Mémoire (2) – En salle

Mémoire (2) – En salle

Aujourd’hui j’ai la tête en vrac, juste bonne à mettre dans un sac. Vous, l’homme en blouse blanche, fouissez de vos mains chirurgicales mon crâne et tirez d’un coup sec sur mes connexions cérébrales. J’ai l’esprit épars, pillé de toute sa substance ; mon aptitude à vivre dans cette société s’est perdue dans l’habitude de mes gestes, de mes pensées.

Docteur, je ne vous connais pas, vous par contre, sans doute avez-vous eu l’occasion de me rencontrer, de serrer mon cœur entre vos doigts, de triturer mon cortex, de balafrer mon corps à coups de lame.

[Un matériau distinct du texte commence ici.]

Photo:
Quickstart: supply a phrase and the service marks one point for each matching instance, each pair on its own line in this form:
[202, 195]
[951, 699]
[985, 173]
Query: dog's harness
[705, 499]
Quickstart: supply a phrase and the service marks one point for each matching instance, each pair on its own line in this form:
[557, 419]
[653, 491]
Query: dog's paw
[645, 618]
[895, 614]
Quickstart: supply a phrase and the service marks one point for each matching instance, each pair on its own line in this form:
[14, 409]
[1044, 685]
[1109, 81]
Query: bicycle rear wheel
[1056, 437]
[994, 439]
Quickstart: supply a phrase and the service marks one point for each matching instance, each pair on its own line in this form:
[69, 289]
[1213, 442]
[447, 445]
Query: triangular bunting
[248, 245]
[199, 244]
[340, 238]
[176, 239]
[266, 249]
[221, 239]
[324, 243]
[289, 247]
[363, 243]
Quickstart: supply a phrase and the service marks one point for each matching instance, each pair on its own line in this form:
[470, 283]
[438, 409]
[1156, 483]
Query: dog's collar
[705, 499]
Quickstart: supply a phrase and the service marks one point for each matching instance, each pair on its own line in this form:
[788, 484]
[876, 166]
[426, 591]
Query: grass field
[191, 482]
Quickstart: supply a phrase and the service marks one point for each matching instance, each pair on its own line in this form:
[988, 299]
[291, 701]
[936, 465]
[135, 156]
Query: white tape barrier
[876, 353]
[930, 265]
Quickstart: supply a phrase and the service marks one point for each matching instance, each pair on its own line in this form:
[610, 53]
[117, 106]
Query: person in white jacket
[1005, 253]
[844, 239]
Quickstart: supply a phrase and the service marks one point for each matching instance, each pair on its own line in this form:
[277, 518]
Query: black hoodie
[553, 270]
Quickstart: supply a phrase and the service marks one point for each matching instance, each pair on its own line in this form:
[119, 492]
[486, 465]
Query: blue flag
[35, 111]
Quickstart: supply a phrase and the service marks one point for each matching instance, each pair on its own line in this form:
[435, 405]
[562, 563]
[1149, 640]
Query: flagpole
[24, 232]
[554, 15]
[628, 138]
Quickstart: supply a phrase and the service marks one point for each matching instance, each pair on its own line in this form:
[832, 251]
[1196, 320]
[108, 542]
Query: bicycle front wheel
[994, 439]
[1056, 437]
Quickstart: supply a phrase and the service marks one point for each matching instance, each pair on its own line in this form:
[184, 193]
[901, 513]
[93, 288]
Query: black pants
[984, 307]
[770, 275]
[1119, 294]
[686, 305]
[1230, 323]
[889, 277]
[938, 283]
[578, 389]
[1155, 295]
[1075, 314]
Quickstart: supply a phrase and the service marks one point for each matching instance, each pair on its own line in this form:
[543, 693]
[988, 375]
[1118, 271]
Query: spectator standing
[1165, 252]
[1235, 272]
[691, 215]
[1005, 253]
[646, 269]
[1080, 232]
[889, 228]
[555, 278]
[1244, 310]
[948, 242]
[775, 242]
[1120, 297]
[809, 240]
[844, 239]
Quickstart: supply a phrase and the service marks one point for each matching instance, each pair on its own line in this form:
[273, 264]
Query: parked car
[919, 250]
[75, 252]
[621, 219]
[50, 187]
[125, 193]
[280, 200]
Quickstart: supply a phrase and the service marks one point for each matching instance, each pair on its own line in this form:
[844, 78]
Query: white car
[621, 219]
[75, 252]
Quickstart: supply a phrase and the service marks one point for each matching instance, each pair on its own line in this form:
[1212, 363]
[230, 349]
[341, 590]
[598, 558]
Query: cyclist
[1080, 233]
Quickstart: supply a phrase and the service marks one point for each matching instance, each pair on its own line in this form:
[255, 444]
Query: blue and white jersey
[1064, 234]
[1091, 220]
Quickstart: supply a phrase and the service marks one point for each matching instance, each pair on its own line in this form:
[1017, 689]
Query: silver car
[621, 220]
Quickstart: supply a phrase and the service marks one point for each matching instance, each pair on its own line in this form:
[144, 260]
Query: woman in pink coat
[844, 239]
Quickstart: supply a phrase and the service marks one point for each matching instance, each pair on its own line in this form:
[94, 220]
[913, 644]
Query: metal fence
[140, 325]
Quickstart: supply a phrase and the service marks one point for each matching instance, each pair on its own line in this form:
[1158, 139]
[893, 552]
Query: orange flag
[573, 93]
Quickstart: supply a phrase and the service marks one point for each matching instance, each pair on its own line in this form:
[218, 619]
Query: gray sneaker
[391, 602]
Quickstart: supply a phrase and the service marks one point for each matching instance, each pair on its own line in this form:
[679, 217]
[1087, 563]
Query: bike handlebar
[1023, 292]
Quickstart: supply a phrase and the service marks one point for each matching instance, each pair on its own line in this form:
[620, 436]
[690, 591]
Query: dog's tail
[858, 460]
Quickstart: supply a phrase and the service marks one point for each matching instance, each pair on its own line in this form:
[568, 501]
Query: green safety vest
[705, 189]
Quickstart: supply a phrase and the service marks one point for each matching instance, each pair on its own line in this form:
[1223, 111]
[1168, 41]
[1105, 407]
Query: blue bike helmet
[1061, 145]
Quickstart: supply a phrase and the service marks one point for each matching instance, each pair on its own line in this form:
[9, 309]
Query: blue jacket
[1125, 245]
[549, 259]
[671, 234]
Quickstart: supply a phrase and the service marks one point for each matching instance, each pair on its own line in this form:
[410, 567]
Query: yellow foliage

Je ne vous remets pas, mais je vous supplie – une fois de plus, une fois de trop – d’enlever cette douleur du fond de mon cerveau.

La méthode est simple et somme toute radicale, alors pratiquez donc un trou dans mon lobe frontal, je vous en serai reconnaissant, car renaissant sous ce coup de scalpel, je me forgerai une nouvelle vie, de nouvelles images, de nouveaux amis ; un plus bel idéal.

J’abandonne à vos pieds la noirceur de mon âme, et laisse à votre lame l’ouverture nécessaire pour tailler dans ma chair. Et si par malheur, je ne me réveille pas, si les battements viennent à cesser dans mon cœur, alors je vous dis simplement : docteur, refermez d’un triple 0 ma carcasse et priez pour que je rejoigne les muses sur le mont Parnasse.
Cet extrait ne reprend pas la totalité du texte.